Mayor Rocky Anderson has long had the support of this newspaper. He was an attorney for us in his life before public service and has since entrusted my family with the care of his dog, Sebastian. We fundamentally agree with the manner in which he runs Salt Lake City. But not always.
Thus, as an old friend and associate, I must impart that I diametrically disagree with him on three key issues currently on the table of his administration and before the City Council.
I do not agree that Nordstrom should be allowed to move to Gateway. The Gateway pact, with size restrictions on such big-box retailers, was set in place to protect long-time Main Street and downtown merchants. Changing the rules of conduct at Gateway at this time sends the clear signal that Salt Lake City once and for all concedes that Main Street is of secondary importance to city planners.
You want chopped liver? Imagine how much of it Meier & Frank could buy with its $20 million downtown investment dollars. They believed there would be two major retailers downtown. Forgetting the contribution of Meier & Frank in deference to Nordstrom is a slap.
Personally, I happen to like Gateway. I shop and eat there and spent a good part of the Olympics there. I’m not privy to how Gateway is doing financially, but my own guess is that it’s doing as well as can be expected for a new venture. And it’s doing so without Nordstrom.
Conversely, there’s no denying that Gateway subtracts from a vital downtown. Now, politics and machinations once again pit large institutions like Nordstrom, united with politically savvy developers like the Boyer Company, at odds with the historic, smallish and less influential downtown institutions that still survive downtown.
The Salt Lake City Redevelopment Agency recently awarded City Weekly $20,000 to move to Main Street. While gracious, that sum hardly offsets the additional costs of moving 35 employees and doing business there. Why should we invest in Main Street if the city itself cannot muster the courage to honor and support that investment? Maybe we should move to Gateway where there are no traffic cops.

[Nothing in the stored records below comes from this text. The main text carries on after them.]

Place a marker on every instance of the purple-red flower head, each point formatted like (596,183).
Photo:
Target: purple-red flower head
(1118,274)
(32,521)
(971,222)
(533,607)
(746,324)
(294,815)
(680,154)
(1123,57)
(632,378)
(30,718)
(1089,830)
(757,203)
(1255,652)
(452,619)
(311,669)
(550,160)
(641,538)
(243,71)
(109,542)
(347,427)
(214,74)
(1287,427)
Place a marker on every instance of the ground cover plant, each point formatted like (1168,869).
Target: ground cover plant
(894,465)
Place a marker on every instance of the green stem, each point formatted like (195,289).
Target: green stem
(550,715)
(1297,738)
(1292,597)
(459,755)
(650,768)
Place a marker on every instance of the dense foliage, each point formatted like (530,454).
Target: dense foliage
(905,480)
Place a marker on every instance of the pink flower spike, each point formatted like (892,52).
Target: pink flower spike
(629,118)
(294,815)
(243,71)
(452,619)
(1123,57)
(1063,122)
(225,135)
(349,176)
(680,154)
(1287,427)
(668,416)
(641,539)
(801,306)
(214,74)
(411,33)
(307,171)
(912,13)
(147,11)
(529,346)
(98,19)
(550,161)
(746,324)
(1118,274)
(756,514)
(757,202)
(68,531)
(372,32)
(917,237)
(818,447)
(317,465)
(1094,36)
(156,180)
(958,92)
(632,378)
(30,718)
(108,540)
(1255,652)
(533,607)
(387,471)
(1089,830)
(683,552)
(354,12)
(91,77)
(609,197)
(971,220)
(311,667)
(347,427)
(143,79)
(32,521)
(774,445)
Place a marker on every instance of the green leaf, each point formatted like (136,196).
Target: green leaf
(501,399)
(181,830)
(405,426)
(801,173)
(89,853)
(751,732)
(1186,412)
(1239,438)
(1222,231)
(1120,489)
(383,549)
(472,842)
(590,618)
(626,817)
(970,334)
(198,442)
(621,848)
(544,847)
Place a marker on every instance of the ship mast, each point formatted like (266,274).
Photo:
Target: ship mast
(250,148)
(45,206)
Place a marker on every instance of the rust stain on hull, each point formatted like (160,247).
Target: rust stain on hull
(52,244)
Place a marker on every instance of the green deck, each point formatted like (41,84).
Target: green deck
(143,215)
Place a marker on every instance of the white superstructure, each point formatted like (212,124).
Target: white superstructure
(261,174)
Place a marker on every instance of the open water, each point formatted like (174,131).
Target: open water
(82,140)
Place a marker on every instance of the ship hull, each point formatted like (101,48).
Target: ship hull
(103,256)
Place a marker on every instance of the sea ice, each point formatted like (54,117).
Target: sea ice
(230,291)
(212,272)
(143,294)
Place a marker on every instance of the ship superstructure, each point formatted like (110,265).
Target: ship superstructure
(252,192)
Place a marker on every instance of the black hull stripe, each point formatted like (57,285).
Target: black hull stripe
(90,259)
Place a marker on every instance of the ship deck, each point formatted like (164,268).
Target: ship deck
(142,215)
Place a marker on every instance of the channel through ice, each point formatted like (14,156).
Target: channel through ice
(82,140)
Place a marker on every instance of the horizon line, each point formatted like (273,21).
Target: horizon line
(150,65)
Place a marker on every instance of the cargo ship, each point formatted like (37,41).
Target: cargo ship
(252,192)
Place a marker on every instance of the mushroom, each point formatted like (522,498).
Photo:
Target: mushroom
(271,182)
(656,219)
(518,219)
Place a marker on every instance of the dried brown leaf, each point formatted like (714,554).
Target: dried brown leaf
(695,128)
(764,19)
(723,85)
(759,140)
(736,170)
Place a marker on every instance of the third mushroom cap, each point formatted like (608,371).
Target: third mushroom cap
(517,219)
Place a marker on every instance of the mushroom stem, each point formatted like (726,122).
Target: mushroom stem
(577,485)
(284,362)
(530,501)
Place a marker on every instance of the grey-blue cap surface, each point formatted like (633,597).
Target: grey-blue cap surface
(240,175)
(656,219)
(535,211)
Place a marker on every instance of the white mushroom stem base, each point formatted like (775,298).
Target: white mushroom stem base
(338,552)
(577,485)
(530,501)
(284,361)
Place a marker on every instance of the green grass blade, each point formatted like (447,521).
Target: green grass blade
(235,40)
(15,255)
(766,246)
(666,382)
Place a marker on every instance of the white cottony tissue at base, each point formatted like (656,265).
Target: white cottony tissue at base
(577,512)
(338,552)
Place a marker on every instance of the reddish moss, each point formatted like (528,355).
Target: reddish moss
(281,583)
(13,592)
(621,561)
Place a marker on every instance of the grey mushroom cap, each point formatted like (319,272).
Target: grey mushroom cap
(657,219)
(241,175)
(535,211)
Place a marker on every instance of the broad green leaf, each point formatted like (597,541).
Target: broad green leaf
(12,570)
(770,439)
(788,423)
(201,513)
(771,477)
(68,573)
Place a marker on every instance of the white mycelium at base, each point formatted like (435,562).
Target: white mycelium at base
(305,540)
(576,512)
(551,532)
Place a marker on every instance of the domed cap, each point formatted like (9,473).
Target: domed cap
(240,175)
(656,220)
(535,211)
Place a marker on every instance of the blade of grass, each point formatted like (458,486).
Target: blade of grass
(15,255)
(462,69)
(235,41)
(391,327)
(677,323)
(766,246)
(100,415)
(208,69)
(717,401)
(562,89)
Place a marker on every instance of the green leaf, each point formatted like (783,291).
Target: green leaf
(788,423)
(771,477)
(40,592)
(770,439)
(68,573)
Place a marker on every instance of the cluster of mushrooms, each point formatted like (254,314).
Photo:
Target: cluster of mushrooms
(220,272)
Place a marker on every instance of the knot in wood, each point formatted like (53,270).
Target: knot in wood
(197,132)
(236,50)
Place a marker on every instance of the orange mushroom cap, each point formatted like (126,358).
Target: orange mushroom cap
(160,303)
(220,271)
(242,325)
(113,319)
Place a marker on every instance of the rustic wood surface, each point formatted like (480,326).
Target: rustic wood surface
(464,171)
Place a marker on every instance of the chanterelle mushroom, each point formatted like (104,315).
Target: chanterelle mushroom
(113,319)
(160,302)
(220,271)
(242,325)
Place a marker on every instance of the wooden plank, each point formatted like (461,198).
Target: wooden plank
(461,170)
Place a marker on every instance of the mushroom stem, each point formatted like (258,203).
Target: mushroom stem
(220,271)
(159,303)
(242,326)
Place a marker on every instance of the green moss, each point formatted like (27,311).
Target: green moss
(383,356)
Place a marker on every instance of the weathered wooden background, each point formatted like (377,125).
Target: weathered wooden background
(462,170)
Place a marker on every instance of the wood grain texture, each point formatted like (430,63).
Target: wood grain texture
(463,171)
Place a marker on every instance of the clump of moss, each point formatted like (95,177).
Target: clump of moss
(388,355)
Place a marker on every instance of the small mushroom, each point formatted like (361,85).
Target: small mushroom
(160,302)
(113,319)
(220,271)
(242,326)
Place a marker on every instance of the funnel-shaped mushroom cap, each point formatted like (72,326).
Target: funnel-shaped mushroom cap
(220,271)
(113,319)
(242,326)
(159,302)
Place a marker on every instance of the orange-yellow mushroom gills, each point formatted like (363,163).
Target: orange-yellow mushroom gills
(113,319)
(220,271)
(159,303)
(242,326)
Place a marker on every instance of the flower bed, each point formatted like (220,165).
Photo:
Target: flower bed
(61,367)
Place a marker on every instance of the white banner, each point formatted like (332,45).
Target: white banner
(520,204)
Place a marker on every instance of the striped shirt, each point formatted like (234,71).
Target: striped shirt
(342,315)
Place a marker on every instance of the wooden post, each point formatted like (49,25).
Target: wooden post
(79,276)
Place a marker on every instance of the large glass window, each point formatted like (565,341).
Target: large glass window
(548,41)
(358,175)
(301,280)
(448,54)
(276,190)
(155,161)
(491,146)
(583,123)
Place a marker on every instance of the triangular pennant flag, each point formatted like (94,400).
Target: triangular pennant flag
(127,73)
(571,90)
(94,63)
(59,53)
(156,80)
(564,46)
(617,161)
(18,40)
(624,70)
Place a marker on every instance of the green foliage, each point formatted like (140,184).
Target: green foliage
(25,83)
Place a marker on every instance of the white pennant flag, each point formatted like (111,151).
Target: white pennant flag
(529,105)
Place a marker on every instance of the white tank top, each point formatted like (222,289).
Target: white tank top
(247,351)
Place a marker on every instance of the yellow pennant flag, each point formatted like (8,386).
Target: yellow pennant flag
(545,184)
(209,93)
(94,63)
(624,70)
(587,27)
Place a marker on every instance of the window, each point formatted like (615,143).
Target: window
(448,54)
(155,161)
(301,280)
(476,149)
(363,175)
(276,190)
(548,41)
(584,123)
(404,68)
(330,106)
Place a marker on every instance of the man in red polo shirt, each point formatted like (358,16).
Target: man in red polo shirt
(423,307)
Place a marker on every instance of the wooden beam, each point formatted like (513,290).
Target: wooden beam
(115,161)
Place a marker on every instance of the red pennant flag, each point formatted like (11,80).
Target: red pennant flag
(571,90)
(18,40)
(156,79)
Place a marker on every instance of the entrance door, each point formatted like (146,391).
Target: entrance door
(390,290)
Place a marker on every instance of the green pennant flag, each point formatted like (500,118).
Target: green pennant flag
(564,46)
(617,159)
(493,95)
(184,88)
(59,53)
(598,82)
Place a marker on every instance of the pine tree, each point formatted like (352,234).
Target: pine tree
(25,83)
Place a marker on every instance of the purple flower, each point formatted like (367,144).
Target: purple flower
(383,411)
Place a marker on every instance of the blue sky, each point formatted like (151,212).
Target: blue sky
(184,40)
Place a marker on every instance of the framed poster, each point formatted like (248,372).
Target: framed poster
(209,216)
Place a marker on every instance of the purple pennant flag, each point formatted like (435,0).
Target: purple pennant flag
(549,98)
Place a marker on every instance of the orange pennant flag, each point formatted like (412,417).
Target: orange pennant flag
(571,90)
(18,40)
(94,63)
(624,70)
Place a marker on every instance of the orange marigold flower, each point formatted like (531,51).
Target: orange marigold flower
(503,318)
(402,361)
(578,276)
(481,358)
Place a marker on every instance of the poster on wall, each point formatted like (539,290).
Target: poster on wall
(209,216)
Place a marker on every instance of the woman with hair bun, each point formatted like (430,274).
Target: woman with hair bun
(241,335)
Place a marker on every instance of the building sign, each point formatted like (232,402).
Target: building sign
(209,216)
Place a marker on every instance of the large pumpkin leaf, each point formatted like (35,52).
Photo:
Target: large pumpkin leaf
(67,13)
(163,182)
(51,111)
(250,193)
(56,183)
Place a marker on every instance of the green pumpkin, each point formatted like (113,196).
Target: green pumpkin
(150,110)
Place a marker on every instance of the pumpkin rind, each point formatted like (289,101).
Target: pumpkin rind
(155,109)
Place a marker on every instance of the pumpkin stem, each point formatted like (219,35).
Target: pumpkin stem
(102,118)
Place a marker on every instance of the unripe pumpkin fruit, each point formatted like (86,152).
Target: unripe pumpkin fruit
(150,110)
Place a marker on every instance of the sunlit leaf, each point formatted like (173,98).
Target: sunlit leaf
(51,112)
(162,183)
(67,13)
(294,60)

I also disagree with the mayor that parking fees need to be increased to address budget shortfalls, moving from 25 cents for 20 minutes to just 15 minutes. A normal business might try lowering fees to attract volume. So, Rocky, now is the perfect time to embrace your reputation for firing people. Get rid of $500,000 in the form of those cranky meter maids of both sexes. Every day, consumers are ticketed while nearby parking slots go empty. I’ve got 10 years worth of them myself.
If the city must raise parking fees, it should at the same time take the clock off of the meters altogether. Allow people to pay for as much time as they need or want. Earn city revenue fair and square. Curtail the ticket-writing, revenue-generating frenzy or watch downtown wither.
Everyone knows that parking needn’t be free, but we don’t like cutting short business or shopping only to find a ticket on the windshield.
Finally, Rocky, don’t even mess with golf fees. With a glut of area golf courses, it’s lower fees that will attract more golfers, thus more revenue, not the other way around. Remember what happened to Deedee? Golfers are still pissed. Golfers vote, and I’m a 14 handicap.